I'm a huge fan of gnuplot. I've even written an article showing how it can be useful.

This is the gnuplot file that will be used to plot a box graphic:

##
# gnuplot script to generate a performance graphic.
#
# it expects the following parameters:
#
# file_path - path to the file from which the data will be read
# graphic_file_name - the graphic file name to be saved 
# y_label - the desired label for y axis
# y_range_min - minimum range for values in y axis
# y_range_max - maximum range for values in y axis
# column_1 - the first column to be used in plot command
# column_2 - the second column to be used in plot command
#
# Author: Tiago Melo ([email protected])
##


# graphic will be saved as 800x600 png image file
set terminal png


# allows grid lines to be drawn on the plot
set grid


# setting the graphic file name to be saved
set output graphic_file_name


# the graphic's main title
set title "performance comparison"


# since the input file is a CSV file, we need to tell gnuplot that data fields are separated by comma
set datafile separator ","


# disable key box
set key off


# label for y axis
set ylabel y_label


# range for values in y axis
set yrange[y_range_min:y_range_max]


# to avoid displaying large numbers in exponential format
set format y "%.0f"


# vertical label for x values 
set xtics rotate


# set boxplots
set style fill solid
set boxwidth 0.5


# plot graphic for each line of input file
plot for [i=0:*] file_path every ::i::i using column_1:column_2:xtic(2) with boxes

This is the benchmark target in our Makefile that runs the benchmark tests and plot graphics for both number of operations and speed of each operation, so we can easily compare them:

benchmark:
    @ cd fibo ; \
    go test -bench=. | tee ../graphic/out.dat ; \
    awk '/Benchmark/{count ++; gsub(/BenchmarkTest/,""); printf("%d,%s,%s,%s\n",count,$$1,$$2,$$3)}' ../graphic/out.dat > ../graphic/final.dat ; \
    gnuplot -e "file_path='../graphic/final.dat'" -e "graphic_file_name='../graphic/operations.png'" -e "y_label='number of operations'" -e "y_range_min='000000000''" -e "y_range_max='400000000'" -e "column_1=1" -e "column_2=3" ../graphic/performance.gp ; \
    gnuplot -e "file_path='../graphic/final.dat'" -e "graphic_file_name='../graphic/time_operations.png'" -e "y_label='each operation in nanoseconds'" -e "y_range_min='000''" -e "y_range_max='45000'" -e "column_1=1" -e "column_2=4" ../graphic/performance.gp ; \
    rm -f ../graphic/out.dat ../graphic/final.dat ; \
    
echo "'graphic/operations.png' and 'graphic/time_operations.png' graphics were generated."
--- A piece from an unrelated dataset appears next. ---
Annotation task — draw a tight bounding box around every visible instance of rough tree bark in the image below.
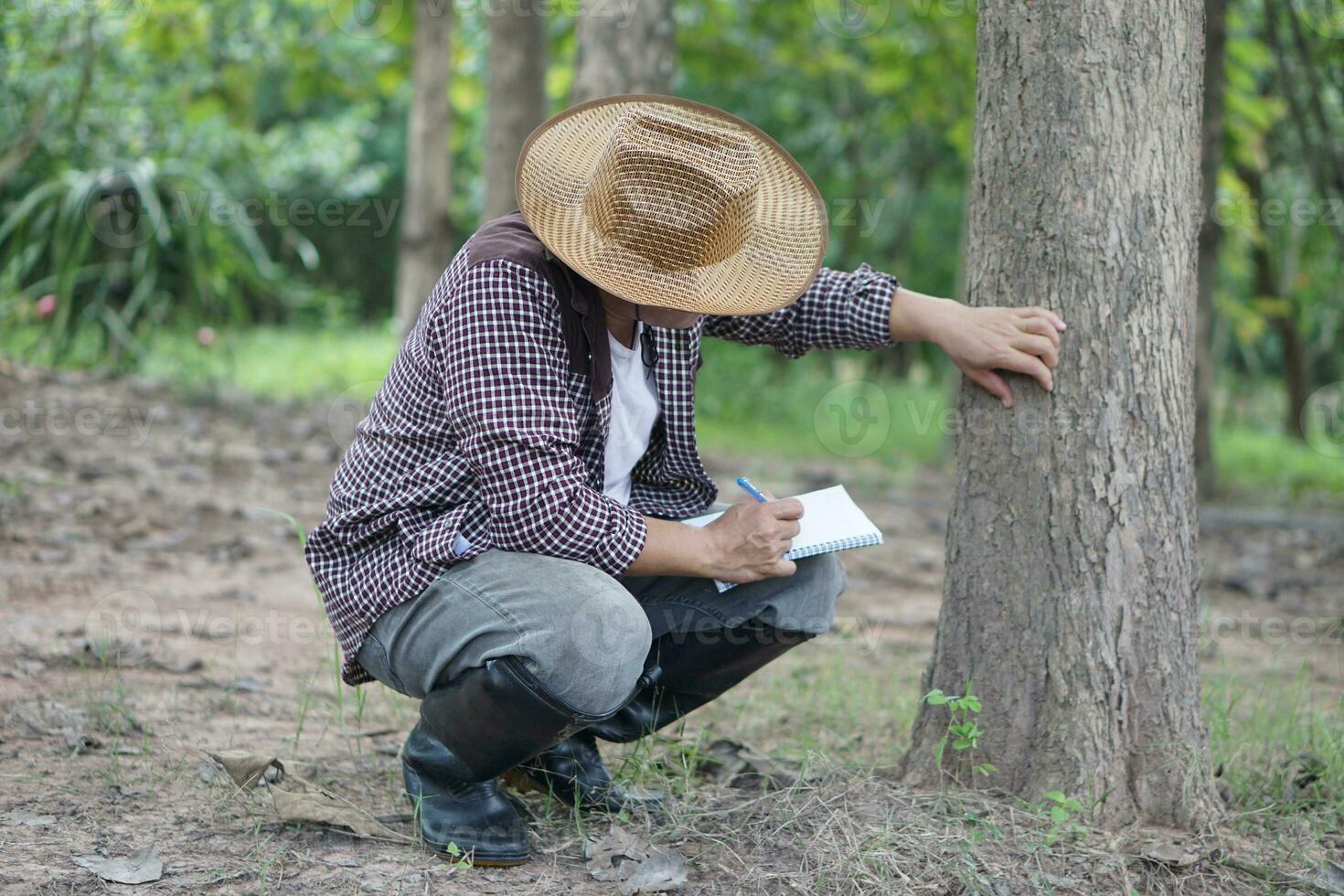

First, runs the benchmark tests using a pipe with tee command, which makes it possible to both display the output in the terminal & save it to a file.

Then, we use awk command to parse our file into a CSV format that will be used to plot the graphics. It looks like this:

1,RecursiveFibonacci_10-8,3579872,334.3
2,RecursiveFibonacci_20-8,29028,42352
3,SequentialFibonacci_10-8,375031484,3.238
4,SequentialFibonacci_20-8,195996889,6.148

Next, we call gnuplot two times: 1) generate graphic for number of executions 2) generate graphic for speed of each operation.

Let's run it:

tiago:~/develop/go/fibonacci$ make benchmark
goos: darwin
goarch: amd64
pkg: bitbucket.org/tiagoharris/fibonacci/fibo
cpu: Intel(R) Core(TM) i7-7820HQ CPU @ 2.90GHz
BenchmarkTestRecursiveFibonacci_10-8      3579872        334.3 ns/op
BenchmarkTestRecursiveFibonacci_20-8        29028      42352 ns/op
BenchmarkTestSequentialFibonacci_10-8    375031484          3.238 ns/op
BenchmarkTestSequentialFibonacci_20-8    195996889          6.148 ns/op
PASS
ok  	bitbucket.org/tiagoharris/fibonacci/fibo	8.844s
'graphic/operations.png' and 'graphic/time_operations.png' graphics were generated.

Awesome.

Number of operations:

Speed of each operation:

Pretty cool, isn't it?

Bonus: calculation of large Fibonacci numbers

The first idea that comes to my mind would be to use 128-bit integer variable. Unfortunately, Go does not have one (yet). But even then, there is one of the Fibonacci numbers that will not fit into 128-bit integer and we would need 256-bit integer and so on. Fortunately, Go has a package called math/big and its Int type that will be very handy in this implementation:

func SequentialFibonacciBig(n uint) *big.Int {
    if n <= 1 {
        return big.NewInt(int64(n))
    }


    var n2, n1 = big.NewInt(0), big.NewInt(1)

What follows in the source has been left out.